Neither Bush Nor Kerry Impresses Focus Groups
Sunday, May 2, 2004; Page A01
ST. LOUIS -- In the opening stages of the presidential campaign in this habitual battleground state, the news for President Bush is far from encouraging. For his Democratic challenger, John F. Kerry, it's even worse.
The escalating death toll in Iraq has elevated concerns about the U.S. commitment there, with voters unsettled by their fear that Bush has no plan for success and frustrated by their conviction that there may be no alternative but to stay the course.
At home, a sense of anxiety remains over the strength of the economic recovery, the loss of manufacturing jobs and the export of American jobs to overseas. "I was not scared five years ago," said Judy Bierman, 50, a homemaker who learned recently that a 50-year-old friend was about to be laid off. "Now it's scary; it's scary all the time."

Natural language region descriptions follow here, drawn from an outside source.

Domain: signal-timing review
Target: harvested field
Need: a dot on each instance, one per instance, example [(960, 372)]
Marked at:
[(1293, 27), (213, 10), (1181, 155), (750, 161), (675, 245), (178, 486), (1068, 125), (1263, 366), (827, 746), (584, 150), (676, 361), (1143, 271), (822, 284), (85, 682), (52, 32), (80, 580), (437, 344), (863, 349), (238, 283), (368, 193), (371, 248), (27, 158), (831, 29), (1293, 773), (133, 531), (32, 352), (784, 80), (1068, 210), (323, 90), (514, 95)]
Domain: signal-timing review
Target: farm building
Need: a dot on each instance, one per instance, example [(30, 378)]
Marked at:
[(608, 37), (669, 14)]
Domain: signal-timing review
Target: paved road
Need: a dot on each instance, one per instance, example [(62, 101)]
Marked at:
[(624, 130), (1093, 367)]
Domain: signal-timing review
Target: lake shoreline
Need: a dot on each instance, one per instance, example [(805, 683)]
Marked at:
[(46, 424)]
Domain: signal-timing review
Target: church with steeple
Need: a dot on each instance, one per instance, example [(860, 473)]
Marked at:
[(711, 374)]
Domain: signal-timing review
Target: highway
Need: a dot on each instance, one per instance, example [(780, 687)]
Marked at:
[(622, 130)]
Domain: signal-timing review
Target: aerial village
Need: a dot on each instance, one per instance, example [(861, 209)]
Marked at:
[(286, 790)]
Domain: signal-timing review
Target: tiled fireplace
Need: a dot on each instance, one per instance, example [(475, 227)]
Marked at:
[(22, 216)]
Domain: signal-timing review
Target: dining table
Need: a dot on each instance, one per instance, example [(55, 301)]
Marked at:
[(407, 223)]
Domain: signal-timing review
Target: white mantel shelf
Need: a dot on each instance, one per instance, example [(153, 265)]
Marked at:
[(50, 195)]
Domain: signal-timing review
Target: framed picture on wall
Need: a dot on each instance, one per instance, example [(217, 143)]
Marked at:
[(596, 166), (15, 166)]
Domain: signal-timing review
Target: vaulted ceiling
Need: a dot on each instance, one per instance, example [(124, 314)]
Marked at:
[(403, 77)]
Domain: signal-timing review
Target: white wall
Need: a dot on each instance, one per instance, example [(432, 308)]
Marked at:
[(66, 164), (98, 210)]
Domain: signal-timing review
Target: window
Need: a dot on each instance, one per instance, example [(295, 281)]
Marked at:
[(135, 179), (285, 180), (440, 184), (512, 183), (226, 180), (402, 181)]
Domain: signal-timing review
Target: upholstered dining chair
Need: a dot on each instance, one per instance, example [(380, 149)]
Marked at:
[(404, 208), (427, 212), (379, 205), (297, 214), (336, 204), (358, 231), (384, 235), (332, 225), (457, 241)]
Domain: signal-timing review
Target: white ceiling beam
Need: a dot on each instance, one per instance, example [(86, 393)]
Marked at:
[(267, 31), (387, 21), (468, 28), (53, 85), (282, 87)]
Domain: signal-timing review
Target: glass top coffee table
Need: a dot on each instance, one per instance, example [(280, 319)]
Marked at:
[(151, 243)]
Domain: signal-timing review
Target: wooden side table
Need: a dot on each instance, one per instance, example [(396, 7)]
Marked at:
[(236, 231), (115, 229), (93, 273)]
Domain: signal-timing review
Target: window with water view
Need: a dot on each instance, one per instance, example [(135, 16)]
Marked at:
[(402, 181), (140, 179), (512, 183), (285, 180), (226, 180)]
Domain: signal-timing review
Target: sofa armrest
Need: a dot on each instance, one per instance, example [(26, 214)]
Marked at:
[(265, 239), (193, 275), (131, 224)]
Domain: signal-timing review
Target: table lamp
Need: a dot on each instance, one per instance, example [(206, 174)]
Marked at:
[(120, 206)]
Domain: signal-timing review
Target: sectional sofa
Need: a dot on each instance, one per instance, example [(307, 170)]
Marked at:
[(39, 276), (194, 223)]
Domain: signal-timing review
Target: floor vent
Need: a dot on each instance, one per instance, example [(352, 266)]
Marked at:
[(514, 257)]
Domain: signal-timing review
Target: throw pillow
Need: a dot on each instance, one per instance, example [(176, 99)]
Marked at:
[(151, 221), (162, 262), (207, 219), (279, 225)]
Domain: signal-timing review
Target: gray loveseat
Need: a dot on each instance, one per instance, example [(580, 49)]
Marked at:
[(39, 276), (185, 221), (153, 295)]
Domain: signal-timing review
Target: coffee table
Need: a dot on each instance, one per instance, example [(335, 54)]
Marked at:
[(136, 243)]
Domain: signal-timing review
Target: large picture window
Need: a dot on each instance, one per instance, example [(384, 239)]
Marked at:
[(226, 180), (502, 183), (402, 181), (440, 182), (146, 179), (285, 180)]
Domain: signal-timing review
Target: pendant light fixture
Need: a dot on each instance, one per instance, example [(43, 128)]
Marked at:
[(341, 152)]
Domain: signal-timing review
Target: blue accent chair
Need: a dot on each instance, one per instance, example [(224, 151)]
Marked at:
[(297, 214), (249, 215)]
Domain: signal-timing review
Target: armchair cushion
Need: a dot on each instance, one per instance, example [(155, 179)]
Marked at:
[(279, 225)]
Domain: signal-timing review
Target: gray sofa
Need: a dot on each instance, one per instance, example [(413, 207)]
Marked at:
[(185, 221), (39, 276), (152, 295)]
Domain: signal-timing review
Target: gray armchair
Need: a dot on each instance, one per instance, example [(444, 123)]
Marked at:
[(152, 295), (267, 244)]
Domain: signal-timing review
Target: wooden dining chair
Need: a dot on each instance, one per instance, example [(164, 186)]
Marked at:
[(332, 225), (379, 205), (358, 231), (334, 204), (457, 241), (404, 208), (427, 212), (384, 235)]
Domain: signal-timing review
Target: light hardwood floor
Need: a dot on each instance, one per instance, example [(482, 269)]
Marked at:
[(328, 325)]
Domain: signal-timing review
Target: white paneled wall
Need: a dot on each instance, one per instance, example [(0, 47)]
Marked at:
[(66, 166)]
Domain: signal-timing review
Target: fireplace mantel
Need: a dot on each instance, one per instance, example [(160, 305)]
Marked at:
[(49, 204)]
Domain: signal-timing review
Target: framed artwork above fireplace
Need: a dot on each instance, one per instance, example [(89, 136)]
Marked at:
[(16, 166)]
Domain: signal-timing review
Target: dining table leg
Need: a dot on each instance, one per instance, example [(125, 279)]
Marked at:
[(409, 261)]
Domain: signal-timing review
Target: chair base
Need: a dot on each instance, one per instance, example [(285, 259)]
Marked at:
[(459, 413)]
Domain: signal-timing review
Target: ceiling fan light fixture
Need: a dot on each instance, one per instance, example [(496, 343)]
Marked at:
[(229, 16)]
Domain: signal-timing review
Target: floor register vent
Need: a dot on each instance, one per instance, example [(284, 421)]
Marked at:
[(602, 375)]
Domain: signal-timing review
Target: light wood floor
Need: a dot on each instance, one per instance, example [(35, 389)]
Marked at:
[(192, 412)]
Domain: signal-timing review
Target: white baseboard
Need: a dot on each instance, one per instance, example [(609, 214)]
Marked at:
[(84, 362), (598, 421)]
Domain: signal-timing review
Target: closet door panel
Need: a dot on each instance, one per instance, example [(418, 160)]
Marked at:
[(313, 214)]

The apprehensions over war and the economy represent clear obstacles in the president's path to reelection and an opening for Kerry. But the Massachusetts senator has problems of his own. At this point, he is barely part of the political conversation, particularly among the relatively small percentage of voters who have not picked sides.
Many voters know little about Kerry or what he would do to fix the economy or Iraq. There are signs that the Bush campaign's effort to paint Kerry as a man of few firm convictions has begun to stick. First impressions of Kerry are not particularly positive: He is seen as "boring" and "aloof," a somewhat frosty New Englander with an affected air.